JOHANNESBURG • Ms Winnie Mandela, 81, South African anti-apartheid activist and ex-wife of former president Nelson Mandela, died peacefully yesterday following a long illness, a family spokesman said.
"She died after a long illness, for which she had been in and out of hospital since the start of the year," Mr Victor Dlamini said in a statement.
Ms Mandela, who was married to Mr Mandela for 38 years, played a key part in the campaign to end white-minority rule but her place in history was also stained by controversy.
Hailed as mother of the "new" South Africa, Ms Mandela's legacy as an anti-apartheid heroine was undone when she was revealed to be a ruthless ideologue prepared to sacrifice laws and lives in pursuit of revolution and redress.
Her uncompromising methods and refusal to forgive contrasted sharply with the reconciliation espoused by her then husband, Mr Mandela, as he worked to forge a stable, pluralistic democracy from the racial division and oppression of apartheid.
The contradiction helped kill their marriage and destroyed the esteem in which she was held by many South Africans, although the firebrand activist retained the support of radical black nationalists to the end.

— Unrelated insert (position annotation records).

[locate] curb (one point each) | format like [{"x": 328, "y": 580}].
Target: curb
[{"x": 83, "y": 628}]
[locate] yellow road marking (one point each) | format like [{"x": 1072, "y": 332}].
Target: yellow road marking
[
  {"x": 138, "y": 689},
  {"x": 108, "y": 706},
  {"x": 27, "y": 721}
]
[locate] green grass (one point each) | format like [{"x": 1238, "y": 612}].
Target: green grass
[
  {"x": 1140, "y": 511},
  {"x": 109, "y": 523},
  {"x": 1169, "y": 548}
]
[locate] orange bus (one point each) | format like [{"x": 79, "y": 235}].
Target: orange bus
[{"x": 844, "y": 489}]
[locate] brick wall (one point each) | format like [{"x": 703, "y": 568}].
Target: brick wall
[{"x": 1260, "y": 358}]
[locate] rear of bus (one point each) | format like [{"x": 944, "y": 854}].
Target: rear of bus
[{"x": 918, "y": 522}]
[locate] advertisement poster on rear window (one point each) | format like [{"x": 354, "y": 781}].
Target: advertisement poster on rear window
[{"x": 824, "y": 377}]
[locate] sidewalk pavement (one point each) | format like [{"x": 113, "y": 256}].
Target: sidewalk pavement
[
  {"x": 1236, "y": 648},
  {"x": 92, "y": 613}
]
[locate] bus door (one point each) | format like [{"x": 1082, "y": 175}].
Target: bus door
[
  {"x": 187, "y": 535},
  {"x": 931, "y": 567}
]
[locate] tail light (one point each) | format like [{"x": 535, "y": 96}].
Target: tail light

Most of her marriage with Mr Mandela was spent apart, with her husband imprisoned for 27 years, leaving her to raise their two daughters alone and to keep alive his political dream under the repressive white-minority regime.
In 1990, the world watched when Mr Mandela finally walked out of prison - hand in hand with Ms Mandela.
But they separated just two years later and divorced in 1996 after a legal wrangle that revealed her affair with a young bodyguard.